A new study finds nursing home ownership changes may be a symptom of poor nursing home quality, rather than the cause of it.
Using newly available federal data on nursing home transactions, researchers from the University of Washington Department of Rehabilitation Medicine evaluated the impact of 1,459 sales on about 11,000 nursing homes and their short-stay patients.
Over four years, they found that urban skilled nursing facilities with lower occupancy rates, larger Medicaid populations and lower staffing had higher odds of changing owners, as did for-profit facilities and chains.
However, few substantial impacts on short-stay quality measures were found when those sales were overlaid with outcomes among Medicare-covered residents. Instead, the study revealed that across measures tracking readmission rates, emergency department visits and community discharge among those short-stay residents, only the emergency visit measure worsened. Such visits increased by 0.32% after a change in ownership.
But the researchers also noted that facilities with a change in ownership had worse outcomes over the full study period compared to those that went unsold.
“The finding that worse short-stay patient outcomes occurred in SNFs with changes in ownership group throughout the study period, combined with the finding that changes in ownership were more common in SNFs with characteristics that have previously been associated with lower quality, suggests that changes in ownership may be a symptom, rather than a cause, of lower quality,” they wrote in JAMA Network Open Tuesday.

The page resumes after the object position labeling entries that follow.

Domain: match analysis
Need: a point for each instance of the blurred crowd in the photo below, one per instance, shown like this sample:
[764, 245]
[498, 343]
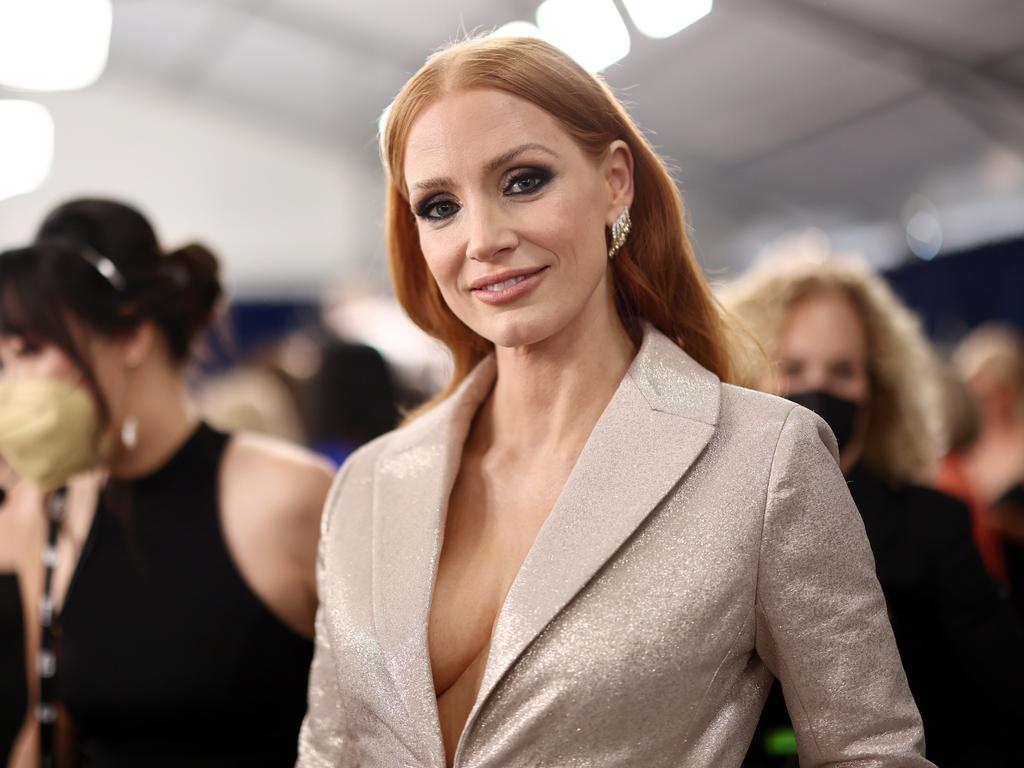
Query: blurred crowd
[931, 442]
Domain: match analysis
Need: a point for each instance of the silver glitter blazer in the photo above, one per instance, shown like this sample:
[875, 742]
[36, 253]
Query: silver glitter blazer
[705, 542]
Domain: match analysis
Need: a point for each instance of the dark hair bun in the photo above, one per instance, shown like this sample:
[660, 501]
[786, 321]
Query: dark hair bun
[192, 282]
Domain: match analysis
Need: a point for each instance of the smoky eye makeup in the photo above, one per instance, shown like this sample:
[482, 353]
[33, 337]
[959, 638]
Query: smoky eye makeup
[436, 208]
[526, 180]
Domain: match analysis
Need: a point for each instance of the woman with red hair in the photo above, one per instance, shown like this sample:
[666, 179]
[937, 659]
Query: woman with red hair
[590, 549]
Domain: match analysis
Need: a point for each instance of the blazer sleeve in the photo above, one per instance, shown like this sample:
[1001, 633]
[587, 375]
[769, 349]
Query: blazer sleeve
[821, 622]
[321, 738]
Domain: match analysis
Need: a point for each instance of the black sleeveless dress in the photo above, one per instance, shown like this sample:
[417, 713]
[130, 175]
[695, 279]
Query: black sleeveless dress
[13, 681]
[168, 658]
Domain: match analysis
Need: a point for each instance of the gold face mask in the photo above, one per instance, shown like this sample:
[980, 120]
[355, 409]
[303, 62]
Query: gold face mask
[49, 430]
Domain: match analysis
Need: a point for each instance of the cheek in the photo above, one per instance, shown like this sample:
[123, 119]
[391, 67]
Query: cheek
[441, 257]
[50, 364]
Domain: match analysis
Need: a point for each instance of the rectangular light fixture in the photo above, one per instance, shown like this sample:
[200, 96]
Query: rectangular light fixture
[590, 31]
[52, 45]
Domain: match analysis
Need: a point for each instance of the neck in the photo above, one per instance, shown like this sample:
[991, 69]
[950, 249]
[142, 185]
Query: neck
[549, 395]
[166, 418]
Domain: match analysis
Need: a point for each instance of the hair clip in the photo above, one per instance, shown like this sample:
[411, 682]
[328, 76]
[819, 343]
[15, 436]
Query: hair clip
[105, 267]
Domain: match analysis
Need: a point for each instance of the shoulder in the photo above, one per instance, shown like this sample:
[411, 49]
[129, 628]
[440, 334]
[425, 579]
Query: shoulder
[279, 474]
[774, 421]
[22, 522]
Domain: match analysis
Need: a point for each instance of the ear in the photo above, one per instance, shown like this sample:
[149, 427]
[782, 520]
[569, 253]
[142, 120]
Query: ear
[139, 344]
[616, 167]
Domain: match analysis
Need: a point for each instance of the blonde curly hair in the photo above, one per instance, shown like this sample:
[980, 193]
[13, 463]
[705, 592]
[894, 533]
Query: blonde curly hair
[904, 414]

The study is believed to be the first to evaluate the impact of sales on short-stay measures, outside of work that looked exclusively at private equity acquisitions. It was made possible by the expansion of publicly available CMS datasets on changes in ownership.
The researchers, led by Rachel Prusynski, DPT, PhD, did not use cost reports to measure the influence of margin on sale likelihood or operations. They instead relied on characteristics (such as occupancy, Medicaid population levels and staffing) that could be linked with financial pressure.
“Changes in ownership for SNFs are frequent, with 3,245 SNFs sold in the US between 2016 and 2021. In addition to potentially shifting funds away from patient care, SNF sales may further disrupt administrative and clinical processes, including staffing, admission practices, or discharge consideration,” they wrote.
“Ownership changes may shift a facility’s interest in admitting more profitable Medicare patients. Additionally, SNFs are subject to financial penalties or bonuses based on outcomes for short-stay patients through the SNF Value-Based Purchasing program. Short-stay patient admission and outcomes thus factor heavily into the financial picture of individual SNFs,” the team added.
The authors noted that their data ran only through 2019 and that the effects of the pandemic were not yet evident. They encouraged future research that would look at a more recent period and lean on additional ownership data, including a breakdown of ownership types, that CMS is planning to publish in the near future.
In the meantime, they cautioned against new regulations that might try to regulate nursing home sales, arguing they might not influence care quality for short-stay residents.
“Efforts targeted toward improving clinical care and administrative processes, such as nurse and therapy staffing, may be more directly impactful for improving quality outcomes for patients in SNFs,” they wrote.